On July 4, 2009 Israeli Prime Minister Benjamin Netanyahu said: "We have a brave relationship with the United States, a bond that President Obama himself defined as unbreakable. Indeed, our bond with the U.S. is unbreakable." But that is not the belief of other prominent Israelis. They are not so sure that Israel has a friend in the White House. And they wonder if the connection with the United States is still a good one. For instance, Caroline Glick, the deputy managing editor of the Jerusalem Post, argues that "both in terms of pure economics and of the restrictions the Obama administration is now placing on Israeli use of U.S. technologies and munitions, maintaining U.S. military assistance makes less and less sense with each passing day. Israel may indeed be best served by simply ending its military assistance package. By making clear that it is not dependent on Obama's kindness, it would be expanding its maneuvering room on other issues as well." She is probably alluding to Iran.
On the American side, Israel's failure to defeat Hizbollah in Lebanon and Hamas in Gaza may be be interpreted as meaning that it is no longer a strong military power and is now a strategic liability rather than a strategic asset to the United States.
Whatever the case, one thing is clear: Mr. Obama does not view Israel as Democratic Presidents Harry S. Truman, John F. Kennedy, and Lyndon B. Johnson did. Nor does he view it as Republican Presidents Richard M. Nixon and George W. Bush did. Until the end of his life, the late Prime Minister Yitzhak Rabin, who was the chief of staff of the Israel Army during the 1967 Six Day war, believed that Mr. Nixon saved the Jewish state. By warning the Soviets to stay out of the 1973 Yom Kippur War and by replacing the vast amounts of equipment that Israel lost during the first week of that war, Mr.
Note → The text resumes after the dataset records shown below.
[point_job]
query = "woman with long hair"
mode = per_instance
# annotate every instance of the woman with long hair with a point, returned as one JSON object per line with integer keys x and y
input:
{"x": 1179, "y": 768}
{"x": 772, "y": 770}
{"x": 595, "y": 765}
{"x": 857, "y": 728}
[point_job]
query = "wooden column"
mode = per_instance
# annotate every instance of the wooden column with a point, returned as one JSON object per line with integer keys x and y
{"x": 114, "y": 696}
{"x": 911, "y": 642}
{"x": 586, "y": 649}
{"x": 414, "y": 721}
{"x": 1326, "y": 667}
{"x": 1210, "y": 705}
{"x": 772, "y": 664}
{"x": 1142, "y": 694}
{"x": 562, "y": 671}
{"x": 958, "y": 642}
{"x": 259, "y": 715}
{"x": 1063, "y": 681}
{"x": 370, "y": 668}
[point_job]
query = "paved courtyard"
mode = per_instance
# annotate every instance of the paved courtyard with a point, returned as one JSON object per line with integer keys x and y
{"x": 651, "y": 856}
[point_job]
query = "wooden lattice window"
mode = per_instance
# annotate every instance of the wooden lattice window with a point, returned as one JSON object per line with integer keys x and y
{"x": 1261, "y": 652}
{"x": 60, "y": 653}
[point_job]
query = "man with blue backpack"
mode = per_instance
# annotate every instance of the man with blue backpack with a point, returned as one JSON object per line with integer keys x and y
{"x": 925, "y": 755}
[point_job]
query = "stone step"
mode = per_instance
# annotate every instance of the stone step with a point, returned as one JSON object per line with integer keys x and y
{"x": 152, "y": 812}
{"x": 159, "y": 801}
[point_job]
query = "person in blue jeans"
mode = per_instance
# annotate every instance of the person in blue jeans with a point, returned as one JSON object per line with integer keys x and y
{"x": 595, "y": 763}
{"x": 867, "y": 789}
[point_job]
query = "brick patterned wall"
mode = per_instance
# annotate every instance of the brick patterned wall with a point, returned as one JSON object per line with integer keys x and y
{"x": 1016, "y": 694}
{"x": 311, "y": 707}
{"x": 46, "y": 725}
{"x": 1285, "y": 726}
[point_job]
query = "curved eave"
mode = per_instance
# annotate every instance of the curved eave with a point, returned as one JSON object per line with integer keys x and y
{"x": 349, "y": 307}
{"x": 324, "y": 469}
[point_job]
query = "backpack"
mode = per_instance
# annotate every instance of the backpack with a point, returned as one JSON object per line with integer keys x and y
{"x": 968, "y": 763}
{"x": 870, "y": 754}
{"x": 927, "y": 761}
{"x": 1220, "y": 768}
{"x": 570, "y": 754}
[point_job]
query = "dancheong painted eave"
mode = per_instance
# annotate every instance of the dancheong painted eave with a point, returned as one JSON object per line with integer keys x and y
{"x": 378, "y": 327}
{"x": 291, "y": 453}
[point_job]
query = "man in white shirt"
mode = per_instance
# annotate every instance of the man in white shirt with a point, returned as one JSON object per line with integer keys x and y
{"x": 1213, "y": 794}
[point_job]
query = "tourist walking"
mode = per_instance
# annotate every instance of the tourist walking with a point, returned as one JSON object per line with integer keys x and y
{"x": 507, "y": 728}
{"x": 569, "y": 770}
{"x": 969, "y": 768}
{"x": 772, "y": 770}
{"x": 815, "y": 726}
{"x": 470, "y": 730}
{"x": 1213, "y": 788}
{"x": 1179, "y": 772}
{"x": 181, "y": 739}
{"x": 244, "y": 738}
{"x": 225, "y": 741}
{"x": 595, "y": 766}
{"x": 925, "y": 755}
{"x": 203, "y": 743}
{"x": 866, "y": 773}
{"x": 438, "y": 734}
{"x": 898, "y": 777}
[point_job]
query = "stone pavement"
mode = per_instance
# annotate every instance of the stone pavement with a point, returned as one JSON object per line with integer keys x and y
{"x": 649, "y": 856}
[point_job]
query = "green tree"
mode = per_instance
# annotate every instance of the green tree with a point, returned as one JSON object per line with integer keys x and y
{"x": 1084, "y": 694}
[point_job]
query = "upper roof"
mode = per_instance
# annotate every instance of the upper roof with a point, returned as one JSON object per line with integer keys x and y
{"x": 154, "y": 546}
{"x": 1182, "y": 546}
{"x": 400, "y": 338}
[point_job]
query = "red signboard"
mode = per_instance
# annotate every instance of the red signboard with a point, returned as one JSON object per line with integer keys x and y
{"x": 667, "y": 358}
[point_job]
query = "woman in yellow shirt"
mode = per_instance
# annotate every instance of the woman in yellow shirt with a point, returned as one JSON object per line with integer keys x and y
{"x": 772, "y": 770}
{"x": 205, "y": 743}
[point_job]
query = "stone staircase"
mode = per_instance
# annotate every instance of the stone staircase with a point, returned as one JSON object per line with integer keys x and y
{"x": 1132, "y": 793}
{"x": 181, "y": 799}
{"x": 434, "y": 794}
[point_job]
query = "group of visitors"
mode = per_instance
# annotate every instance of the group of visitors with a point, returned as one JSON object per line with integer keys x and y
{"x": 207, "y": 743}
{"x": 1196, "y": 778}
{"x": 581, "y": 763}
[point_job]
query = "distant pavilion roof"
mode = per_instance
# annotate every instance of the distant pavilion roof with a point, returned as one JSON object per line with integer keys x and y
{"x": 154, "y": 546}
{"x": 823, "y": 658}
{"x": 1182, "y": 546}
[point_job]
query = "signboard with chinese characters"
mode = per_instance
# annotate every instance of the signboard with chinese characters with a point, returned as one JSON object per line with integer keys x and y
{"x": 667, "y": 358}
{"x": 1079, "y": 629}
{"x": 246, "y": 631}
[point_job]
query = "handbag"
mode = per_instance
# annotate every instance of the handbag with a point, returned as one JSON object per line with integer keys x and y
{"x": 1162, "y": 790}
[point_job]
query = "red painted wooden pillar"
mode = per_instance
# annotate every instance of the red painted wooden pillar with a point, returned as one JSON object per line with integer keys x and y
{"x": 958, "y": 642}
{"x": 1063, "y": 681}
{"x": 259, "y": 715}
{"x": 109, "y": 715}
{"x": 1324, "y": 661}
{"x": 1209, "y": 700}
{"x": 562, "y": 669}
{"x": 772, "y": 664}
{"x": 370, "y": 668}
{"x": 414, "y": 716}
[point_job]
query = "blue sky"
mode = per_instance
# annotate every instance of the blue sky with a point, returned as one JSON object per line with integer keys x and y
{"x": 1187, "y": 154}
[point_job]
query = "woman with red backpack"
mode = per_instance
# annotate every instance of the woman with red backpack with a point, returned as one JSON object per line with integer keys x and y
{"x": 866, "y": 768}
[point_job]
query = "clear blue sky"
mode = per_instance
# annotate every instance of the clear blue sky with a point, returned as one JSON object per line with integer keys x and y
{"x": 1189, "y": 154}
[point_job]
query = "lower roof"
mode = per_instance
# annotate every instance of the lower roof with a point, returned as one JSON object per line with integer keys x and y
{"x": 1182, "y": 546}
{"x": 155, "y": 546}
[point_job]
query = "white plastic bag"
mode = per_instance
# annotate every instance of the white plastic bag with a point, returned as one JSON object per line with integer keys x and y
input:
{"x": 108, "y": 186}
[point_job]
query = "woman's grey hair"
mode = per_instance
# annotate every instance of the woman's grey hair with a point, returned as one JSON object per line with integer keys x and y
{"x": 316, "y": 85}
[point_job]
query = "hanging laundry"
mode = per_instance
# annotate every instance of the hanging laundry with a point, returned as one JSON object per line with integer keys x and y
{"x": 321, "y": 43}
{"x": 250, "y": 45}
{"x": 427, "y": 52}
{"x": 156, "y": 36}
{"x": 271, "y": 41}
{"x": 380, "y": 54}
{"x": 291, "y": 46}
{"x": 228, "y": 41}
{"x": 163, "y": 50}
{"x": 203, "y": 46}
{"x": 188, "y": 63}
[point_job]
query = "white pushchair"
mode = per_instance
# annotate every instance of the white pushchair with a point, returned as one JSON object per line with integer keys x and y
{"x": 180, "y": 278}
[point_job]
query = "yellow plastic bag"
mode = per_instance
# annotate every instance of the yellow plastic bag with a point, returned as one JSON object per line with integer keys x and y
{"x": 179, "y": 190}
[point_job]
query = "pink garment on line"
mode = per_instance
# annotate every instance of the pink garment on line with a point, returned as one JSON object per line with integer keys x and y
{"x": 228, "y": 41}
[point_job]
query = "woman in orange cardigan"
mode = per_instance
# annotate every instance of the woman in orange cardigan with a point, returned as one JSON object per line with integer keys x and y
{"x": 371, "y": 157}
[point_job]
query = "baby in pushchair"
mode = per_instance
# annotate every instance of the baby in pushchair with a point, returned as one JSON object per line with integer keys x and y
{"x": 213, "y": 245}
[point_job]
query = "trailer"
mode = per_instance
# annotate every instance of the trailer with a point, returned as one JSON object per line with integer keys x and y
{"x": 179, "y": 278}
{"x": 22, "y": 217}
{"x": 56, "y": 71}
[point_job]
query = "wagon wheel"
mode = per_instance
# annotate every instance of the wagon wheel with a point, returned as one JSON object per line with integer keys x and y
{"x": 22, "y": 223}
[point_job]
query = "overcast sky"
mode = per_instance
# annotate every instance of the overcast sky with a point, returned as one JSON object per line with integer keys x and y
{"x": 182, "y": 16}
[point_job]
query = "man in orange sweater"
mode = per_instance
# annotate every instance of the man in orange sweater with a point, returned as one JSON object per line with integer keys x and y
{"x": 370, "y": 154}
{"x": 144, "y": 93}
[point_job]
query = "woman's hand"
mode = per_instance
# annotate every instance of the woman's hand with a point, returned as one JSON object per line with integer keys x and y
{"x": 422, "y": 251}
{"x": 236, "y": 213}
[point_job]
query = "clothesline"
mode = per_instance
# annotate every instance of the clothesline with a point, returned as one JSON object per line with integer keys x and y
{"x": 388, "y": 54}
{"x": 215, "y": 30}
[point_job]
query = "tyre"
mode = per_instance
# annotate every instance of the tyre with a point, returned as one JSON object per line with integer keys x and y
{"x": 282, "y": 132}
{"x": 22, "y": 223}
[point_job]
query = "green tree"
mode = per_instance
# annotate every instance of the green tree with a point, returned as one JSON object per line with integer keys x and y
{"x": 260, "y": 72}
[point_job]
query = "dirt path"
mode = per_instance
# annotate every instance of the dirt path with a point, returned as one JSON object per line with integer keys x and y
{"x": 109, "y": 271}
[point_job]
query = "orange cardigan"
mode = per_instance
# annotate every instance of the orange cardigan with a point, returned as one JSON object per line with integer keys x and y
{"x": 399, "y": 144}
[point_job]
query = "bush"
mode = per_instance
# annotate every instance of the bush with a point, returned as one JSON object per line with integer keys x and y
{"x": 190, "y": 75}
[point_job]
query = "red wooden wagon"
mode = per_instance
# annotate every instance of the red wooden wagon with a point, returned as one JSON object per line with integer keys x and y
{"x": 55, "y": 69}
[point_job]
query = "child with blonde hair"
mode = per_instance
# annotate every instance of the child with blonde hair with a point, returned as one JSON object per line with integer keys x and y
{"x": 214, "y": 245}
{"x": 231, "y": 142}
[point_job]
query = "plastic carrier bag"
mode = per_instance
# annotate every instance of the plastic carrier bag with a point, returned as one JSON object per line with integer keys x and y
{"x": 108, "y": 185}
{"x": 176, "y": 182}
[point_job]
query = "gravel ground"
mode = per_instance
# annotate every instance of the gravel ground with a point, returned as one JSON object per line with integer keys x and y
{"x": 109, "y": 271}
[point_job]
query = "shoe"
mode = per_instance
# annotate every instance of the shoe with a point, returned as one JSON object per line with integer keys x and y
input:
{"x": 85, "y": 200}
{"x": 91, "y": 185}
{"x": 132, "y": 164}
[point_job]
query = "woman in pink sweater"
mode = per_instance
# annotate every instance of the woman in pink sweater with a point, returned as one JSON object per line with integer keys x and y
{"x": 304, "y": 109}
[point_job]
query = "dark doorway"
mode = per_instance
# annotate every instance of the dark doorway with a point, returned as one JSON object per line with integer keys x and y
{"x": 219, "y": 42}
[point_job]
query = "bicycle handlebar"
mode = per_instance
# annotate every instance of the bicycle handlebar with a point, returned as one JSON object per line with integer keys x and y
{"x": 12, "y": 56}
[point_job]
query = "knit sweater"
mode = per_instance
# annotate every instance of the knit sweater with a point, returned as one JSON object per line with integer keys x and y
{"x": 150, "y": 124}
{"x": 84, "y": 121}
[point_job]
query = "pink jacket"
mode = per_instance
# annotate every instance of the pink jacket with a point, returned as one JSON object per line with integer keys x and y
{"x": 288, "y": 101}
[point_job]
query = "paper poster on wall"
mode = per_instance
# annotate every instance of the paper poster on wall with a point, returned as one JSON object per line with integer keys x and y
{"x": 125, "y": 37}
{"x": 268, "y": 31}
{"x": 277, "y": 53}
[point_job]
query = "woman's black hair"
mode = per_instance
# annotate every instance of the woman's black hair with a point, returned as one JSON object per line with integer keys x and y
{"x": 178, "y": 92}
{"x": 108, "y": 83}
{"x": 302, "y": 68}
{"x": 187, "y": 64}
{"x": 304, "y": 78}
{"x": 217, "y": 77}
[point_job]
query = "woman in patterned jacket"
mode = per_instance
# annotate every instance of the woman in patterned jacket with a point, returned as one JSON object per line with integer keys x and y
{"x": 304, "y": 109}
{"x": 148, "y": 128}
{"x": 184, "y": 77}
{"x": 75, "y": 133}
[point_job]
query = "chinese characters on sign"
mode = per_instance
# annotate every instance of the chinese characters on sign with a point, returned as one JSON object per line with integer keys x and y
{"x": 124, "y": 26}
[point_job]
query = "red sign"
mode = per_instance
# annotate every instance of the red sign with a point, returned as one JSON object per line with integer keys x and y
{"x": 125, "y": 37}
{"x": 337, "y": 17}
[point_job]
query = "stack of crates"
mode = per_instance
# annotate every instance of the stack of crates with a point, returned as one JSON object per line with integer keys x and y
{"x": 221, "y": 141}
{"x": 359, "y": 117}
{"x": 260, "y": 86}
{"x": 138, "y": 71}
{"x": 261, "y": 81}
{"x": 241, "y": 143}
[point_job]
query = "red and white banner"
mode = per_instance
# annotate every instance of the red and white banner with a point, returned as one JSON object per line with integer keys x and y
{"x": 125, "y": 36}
Nixon made it possible for the Israelis to counterattack and beat their Egyptian foes.
Anne Bayevsky, a senior fellow of the Hudson Institute, is convinced that Mr. Obama is "the most hostile sitting American president in the history of the state of Israel." Similarly, John Bolton, a senior fellow at the American Enterprise Institute and a former American ambassador to the United Nations, has written that "Relations between the U.S. and Israel are more strained than at any time since the 1956 Suez Canal crisis." And Richard Baehr, the chief political correspondent of The American Thinker, feels that Mr. Obama treats "Israel more contemptuously than any President since the founding of the [Jewish] state." On the other hand, on August 20, 2009 the Israeli news source Debka reported that President Obama has secretly assured Israeli Prime Minister Netanyahu that confrontation between America and Israel is undesirable, and that relations between the White House and Mr. Netanyahu's office will revert to their normal friendly level.
We shall have to wait and see whether and the extent to which Ms. Bayevsky, Mr. Bolton, Mr. Baehr, and Debka are right or wrong. We shall also have to wait and see what happens if Israel , the modern reincarnation of the Jewish Holy Land, strikes Iran against the wishes of President Obama.